Estratégia para o futuro

O sistema de produção de ciência, tecnologia e inovação – CT&I brasileiro sofre com os contingenciamentos praticados pelo governo federal na gestão Temer. O Ministério dedicado a essa área para 2018 reservou apenas um terço do orçamento de 2014, ou seja, 4 bilhões de reais. O Conselho Nacional de Desenvolvimento Científico e Tecnológico – CNPq, por essa razão, viu seus recursos também caírem pela metade e esse ano conta com apenas 1 bilhão de reais para manter 90 mil bolsistas e 20 mil projetos de pesquisas sendo financiados.

O Fundo Nacional de Desenvolvimento Cientifico e Tecnológico – FNDCT, alimentado por contribuições e taxas cobradas da atividade econômica privada, está completamente contingenciado, impedindo com que a FINEP, por exemplo, invista em infraestrutura de pesquisa no país e equipamentos.

A crise econômica nacional que aflige vários governos estaduais tem afetado diretamente o financiamento à ciência através das respectivas Fundações de Amparo – FAP’s, como são os casos do Rio de Janeiro (Faperj), Rio Grande do Norte (Fapern) e Bahia (Fapesb), por exemplo.
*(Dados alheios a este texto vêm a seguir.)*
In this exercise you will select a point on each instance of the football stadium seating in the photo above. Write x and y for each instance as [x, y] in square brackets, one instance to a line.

Assim como em vários segmentos do Governo do Estado de Alagoas, a área dedicada a política pública de CT&I tem enfrentado com firmeza a crise nacional e ampliado os espaços de atuação, graças, claro, a solidez fiscal alcançada pela gestão Renan Filho.

Ao contrário do movimento federal de retração do financiamento à CT&I, em Alagoas acontece uma expansão que permitiu, nesses últimos três anos, o governo estadual, através da Fapeal, investir aproximadamente 45 milhões de reais, por intermédio de 46 editais públicos que vão desde a concessão de bolsas para mestrado e doutorado, ao fomento de projetos de pesquisas, apoio a participação de cientistas em eventos nacionais e internacionais e organização de eventos de cunho acadêmico e científico no estado etc.

Em 2018, para simbolizar esse favorável momento que vive Alagoas nessa área, será realizada, pela primeira vez no estado, a 70ª Reunião Anual da Sociedade Brasileira para o Progresso da Ciência – SBPC, tradicional congregação de sociedade científicas, a maior da América Latina e uma das mais antigas em funcionamento ininterrupto do mundo. Acontecerá entre os dias 22 e 28 de julho no campus da UFAL, em Maceió e, provavelmente, atrairá cerca de 14 mil participantes. Há uma grande expectativa da passagem de alguns candidatos à Presidência da República pelo evento, por causa sua importância e visibilidade nacional.

Enfim, Alagoas mostra para o resto do país como um governo comprometido com a gestão pública e fiscal, saúde, segurança pública e educação também reserva espaço privilegiado para o desenvolvimento da Ciência, Tecnologia e Inovação, esteios estratégicos para um futuro com mais desenvolvimento econômico e social.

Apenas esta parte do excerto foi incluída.